The sales function is built into the DNA of every business. It’s basic and unquestioned.
The story with marketing is quite different. It’s often viewed as nice but not necessary. As it tends to go, when the economy is humming along, businesses feel marketing isn’t needed, and when the economy tanks, businesses say they can’t afford it.
It’s not surprising that marketing often finds itself on the defensive, never quite sure of its future.
Businesses might have an ambivalent attitude toward marketing, but it does have value. Here are some examples:
Guard against negative public comments
This applies to every business — including yours. In the past, negative comments were mostly limited to word-of-mouth, with minimal spillover. Now that those same negative comments can go viral, you can be prepared before you get hit.
Make it a continuing priority to encourage satisfied customers to share their thoughts about your business. Satisfied customers often remain silent so they need to know how important it is to have their support. Unsigned testimonials look contrived, so be sure they include names and cities or towns. Otherwise, don’t use them. Make it easy and convenient for customers to post comments.
Create a reservoir of goodwill
It doesn’t appear on the company books, but you can take goodwill to the bank. More often than not, its value is ignored, not taken seriously or dismissed as less than a soft asset.
Avon has banked enormous amounts of goodwill with its long-time national sponsorship of the Avon Walk for Breast Cancer Research. Bank of America wants more of it. Meanwhile, much maligned British Petroleum, having learned a bitter lesson with the horrendous Gulf oil spill debacle, is attempting to capture as much as possible by spending millions of dollars on an ongoing series of public service TV ads describing the company’s role in the cleanup, what it’s doing to assure it won’t happen again, and the role the hundreds of thousands of its employee play in the economy. This is a carefully crafted program that’s designed to change the public’s image of the company.
A far better approach is to pay forward so that there is an existing reservoir of goodwill available should trouble strike.
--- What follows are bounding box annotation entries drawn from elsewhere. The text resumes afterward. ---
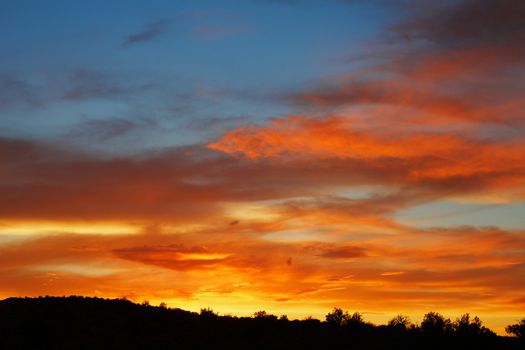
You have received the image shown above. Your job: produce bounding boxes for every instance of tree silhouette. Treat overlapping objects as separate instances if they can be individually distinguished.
[421,311,452,336]
[505,318,525,339]
[388,315,410,331]
[0,297,525,350]
[452,313,495,337]
[325,307,350,327]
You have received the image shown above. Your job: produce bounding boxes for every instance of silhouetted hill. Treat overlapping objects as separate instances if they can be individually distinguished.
[0,296,523,350]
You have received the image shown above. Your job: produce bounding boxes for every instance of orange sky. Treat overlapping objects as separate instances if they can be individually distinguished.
[0,1,525,333]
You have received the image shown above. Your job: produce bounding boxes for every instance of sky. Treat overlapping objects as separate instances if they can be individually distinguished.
[0,0,525,333]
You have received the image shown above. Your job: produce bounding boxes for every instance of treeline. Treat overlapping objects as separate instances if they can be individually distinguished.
[0,296,525,350]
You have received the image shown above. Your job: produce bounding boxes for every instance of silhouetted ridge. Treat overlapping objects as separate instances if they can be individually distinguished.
[0,296,525,349]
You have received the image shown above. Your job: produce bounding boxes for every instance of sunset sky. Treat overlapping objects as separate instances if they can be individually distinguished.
[0,0,525,334]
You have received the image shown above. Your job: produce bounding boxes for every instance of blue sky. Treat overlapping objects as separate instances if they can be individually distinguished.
[0,0,391,150]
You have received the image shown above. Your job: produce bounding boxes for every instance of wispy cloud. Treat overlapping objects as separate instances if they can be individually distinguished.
[123,20,169,46]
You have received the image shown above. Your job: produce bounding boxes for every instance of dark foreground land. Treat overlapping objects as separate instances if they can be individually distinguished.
[0,297,525,350]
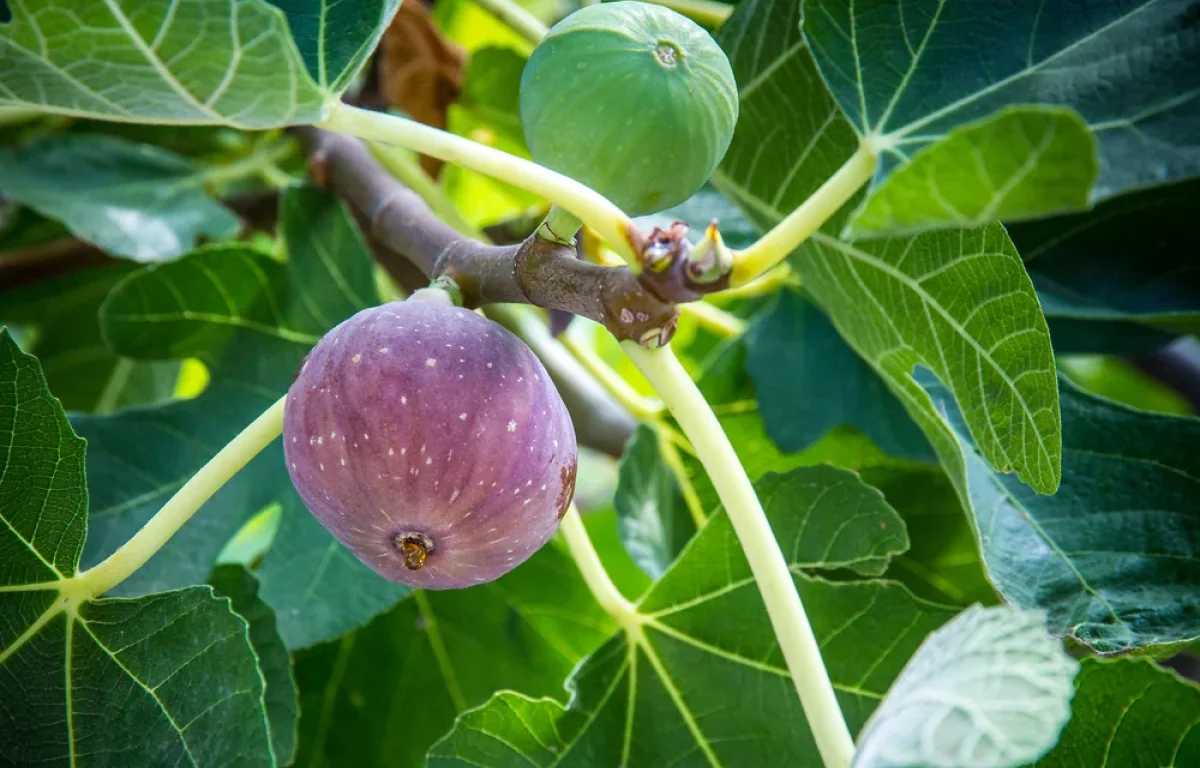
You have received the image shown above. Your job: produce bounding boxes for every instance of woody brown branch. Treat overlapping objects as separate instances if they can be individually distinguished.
[296,127,678,341]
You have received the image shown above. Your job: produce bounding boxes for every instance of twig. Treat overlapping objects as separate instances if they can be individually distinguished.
[296,128,638,457]
[296,127,678,343]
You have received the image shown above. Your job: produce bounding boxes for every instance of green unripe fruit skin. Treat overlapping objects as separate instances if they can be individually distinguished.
[521,1,738,216]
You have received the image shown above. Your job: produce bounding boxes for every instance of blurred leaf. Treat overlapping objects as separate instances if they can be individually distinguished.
[209,565,300,766]
[713,0,1061,493]
[926,380,1200,654]
[853,606,1079,768]
[0,0,324,128]
[0,134,241,262]
[878,466,1000,606]
[804,0,1200,224]
[1058,355,1192,416]
[613,424,696,578]
[434,42,546,227]
[460,46,526,135]
[289,544,613,768]
[428,468,953,768]
[1037,659,1200,768]
[0,265,179,413]
[433,0,533,56]
[268,0,401,95]
[846,107,1097,236]
[582,509,650,600]
[745,290,934,461]
[376,1,467,140]
[76,187,406,648]
[0,331,275,766]
[684,340,996,605]
[1008,180,1200,340]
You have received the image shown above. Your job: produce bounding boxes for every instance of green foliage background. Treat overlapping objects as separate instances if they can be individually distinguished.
[0,0,1200,768]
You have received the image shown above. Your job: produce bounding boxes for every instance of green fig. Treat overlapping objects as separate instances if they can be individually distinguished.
[521,1,738,216]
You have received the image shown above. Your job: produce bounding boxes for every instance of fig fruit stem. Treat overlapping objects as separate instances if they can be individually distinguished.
[622,342,854,768]
[679,301,749,338]
[558,334,664,421]
[317,103,638,270]
[475,0,550,46]
[366,143,491,244]
[74,396,287,596]
[730,144,878,288]
[558,504,642,637]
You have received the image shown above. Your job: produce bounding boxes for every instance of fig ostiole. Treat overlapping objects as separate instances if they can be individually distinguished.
[521,0,738,216]
[283,289,577,589]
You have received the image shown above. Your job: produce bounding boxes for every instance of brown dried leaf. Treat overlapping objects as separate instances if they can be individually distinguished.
[378,0,467,174]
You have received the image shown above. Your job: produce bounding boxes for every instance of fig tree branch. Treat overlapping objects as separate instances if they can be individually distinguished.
[296,128,643,457]
[296,127,678,343]
[317,103,637,264]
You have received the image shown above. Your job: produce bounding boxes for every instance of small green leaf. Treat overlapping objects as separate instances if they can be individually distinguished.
[745,290,934,461]
[853,606,1079,768]
[1037,659,1200,768]
[288,544,613,766]
[845,107,1097,238]
[926,380,1200,654]
[613,425,696,578]
[0,134,241,262]
[0,331,275,766]
[209,565,300,766]
[0,0,328,128]
[428,467,953,768]
[804,0,1200,210]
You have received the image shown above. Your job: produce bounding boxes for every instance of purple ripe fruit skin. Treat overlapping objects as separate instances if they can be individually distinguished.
[283,292,577,589]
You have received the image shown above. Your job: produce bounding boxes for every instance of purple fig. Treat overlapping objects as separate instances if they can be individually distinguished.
[283,290,577,589]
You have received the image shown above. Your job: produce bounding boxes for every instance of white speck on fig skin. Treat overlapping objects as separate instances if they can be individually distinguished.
[284,302,575,589]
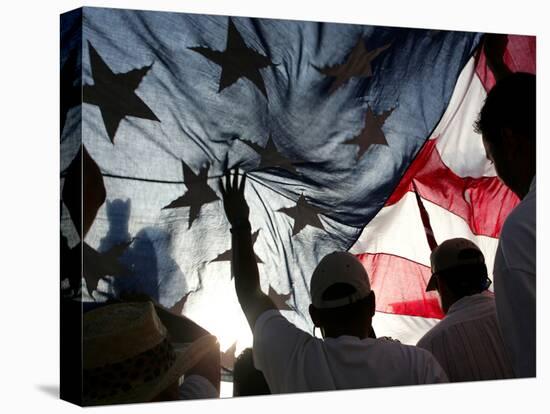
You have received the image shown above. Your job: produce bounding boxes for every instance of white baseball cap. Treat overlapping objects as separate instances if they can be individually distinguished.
[310,252,371,309]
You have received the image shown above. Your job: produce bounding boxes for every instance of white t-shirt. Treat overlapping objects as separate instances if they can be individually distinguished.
[179,374,219,400]
[417,293,514,382]
[493,177,537,377]
[253,310,447,394]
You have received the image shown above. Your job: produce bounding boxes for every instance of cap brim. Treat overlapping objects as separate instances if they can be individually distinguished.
[426,274,437,292]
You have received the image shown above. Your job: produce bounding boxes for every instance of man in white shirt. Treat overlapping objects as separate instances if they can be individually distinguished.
[476,73,536,377]
[417,238,514,382]
[220,171,447,393]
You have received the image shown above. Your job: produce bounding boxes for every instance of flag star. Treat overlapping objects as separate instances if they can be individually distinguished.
[61,144,107,239]
[162,161,219,228]
[210,230,263,279]
[316,38,391,93]
[189,18,273,99]
[241,136,298,174]
[344,108,393,159]
[277,194,325,236]
[267,285,294,310]
[82,42,160,143]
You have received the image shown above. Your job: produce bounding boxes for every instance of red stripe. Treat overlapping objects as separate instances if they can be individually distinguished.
[386,139,519,237]
[357,253,444,319]
[476,35,536,91]
[412,181,437,251]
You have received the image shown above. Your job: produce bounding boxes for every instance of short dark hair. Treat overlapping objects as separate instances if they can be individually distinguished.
[233,348,271,396]
[319,283,372,323]
[437,263,489,297]
[474,72,536,144]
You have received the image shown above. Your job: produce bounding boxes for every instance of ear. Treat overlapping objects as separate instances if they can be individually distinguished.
[308,304,321,328]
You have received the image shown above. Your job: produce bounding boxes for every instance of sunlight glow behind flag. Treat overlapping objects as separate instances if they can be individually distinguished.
[61,8,494,352]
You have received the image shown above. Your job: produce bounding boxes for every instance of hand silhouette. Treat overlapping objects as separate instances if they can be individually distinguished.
[219,168,250,227]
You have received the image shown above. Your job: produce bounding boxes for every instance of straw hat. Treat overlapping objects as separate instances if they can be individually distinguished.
[82,302,216,405]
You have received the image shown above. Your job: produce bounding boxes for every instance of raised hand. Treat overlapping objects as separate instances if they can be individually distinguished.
[219,168,250,228]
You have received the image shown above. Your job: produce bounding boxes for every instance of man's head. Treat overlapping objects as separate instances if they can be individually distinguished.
[475,72,536,198]
[309,252,375,339]
[426,238,491,313]
[233,348,271,397]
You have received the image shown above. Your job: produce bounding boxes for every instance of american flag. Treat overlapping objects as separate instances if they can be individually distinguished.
[61,7,535,362]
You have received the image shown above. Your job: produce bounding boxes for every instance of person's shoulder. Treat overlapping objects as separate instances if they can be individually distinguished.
[501,192,536,237]
[376,338,431,357]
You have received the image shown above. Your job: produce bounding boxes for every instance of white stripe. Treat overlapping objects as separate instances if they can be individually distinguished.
[433,58,496,177]
[372,312,439,345]
[350,192,498,277]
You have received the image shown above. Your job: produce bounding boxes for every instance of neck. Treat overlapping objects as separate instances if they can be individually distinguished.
[321,324,372,339]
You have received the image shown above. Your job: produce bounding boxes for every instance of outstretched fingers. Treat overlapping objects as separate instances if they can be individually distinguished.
[239,173,246,195]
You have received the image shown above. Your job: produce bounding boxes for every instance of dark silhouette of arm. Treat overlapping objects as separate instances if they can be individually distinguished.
[220,170,277,331]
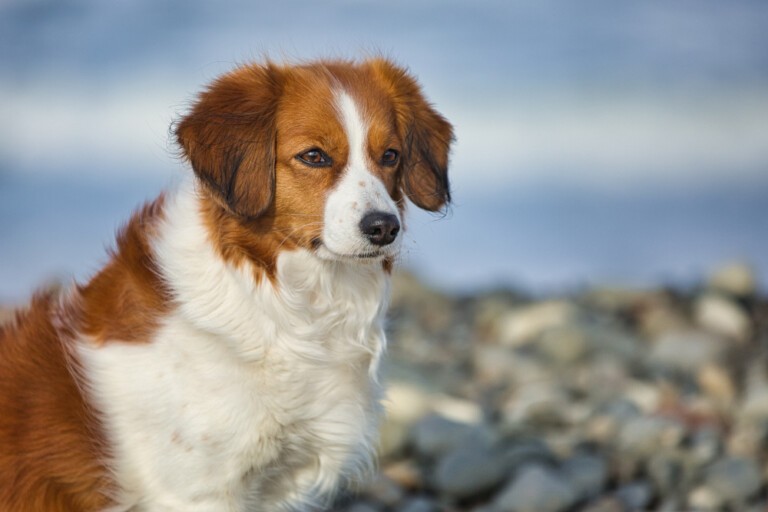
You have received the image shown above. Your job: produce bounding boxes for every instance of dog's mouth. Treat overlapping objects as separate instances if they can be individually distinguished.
[311,237,391,261]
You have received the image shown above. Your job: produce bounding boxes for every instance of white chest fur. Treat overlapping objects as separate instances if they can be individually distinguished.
[79,186,388,512]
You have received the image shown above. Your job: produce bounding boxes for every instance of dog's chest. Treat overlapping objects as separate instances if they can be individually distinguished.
[81,251,385,510]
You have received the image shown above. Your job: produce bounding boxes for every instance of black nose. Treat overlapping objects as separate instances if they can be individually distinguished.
[360,212,400,245]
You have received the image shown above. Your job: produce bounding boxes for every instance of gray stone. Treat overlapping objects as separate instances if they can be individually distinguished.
[618,416,685,458]
[398,496,439,512]
[536,325,591,365]
[705,457,762,504]
[498,438,555,471]
[615,481,653,511]
[646,450,685,493]
[694,293,752,342]
[649,330,728,375]
[689,424,720,467]
[411,414,493,458]
[561,454,608,501]
[433,443,510,499]
[364,475,405,507]
[344,501,381,512]
[494,464,577,512]
[708,263,757,297]
[495,300,578,347]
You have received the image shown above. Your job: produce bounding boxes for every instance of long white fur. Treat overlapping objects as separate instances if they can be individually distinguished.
[78,90,397,512]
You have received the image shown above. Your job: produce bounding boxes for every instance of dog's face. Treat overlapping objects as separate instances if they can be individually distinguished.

Help customers help themselves
Ian Gordon, of Convergence Management Consultants, offers an indispensable marketing insight: Allow time to adjust. He contends that the incredible pace of change in technology, attitudes and products doesn’t give customers enough time to adjust, which causes continual stress, discomfort and frustration.
Why is this important to your business? Gordon says that whether we admit it or not, people in general need help to make successful adjustments. Otherwise, we avoid what makes us feel uncomfortable. Recognizing this, businesses that take the customer experience seriously can help their customers help themselves to avoid negative feelings that can lead to opting out.
The Boston Globe, like so many newspapers, saw subscriptions nosedive at the same time that its free, online products were failing to attract subscribers. Then, things changed. Early in 2013, the subscription decline stopped and slowly moved upward mostly with paid subscribers to its new, unique and highly customizable electronic edition.
Today, intuitive claims abound but few deliver on such a promise. The companies we do business with need to make sure they are providing the assistance that helps customers to help themselves.
Fight making unnecessary mistakes
Marketers worth their salt welcome a major marketing challenge, one that flies in the face of “going along to get along.” Caving in is easy, but maintaining one’s objectivity in face of pressures to the contrary takes strength — more than most possess.
This is a task that often requires raising questions about proposed plans and programs, pointing out deficiencies and even saying something is not appropriate and detailing why. Such a role can have enormous value for creating discussion, thinking beyond the obvious and the emotional.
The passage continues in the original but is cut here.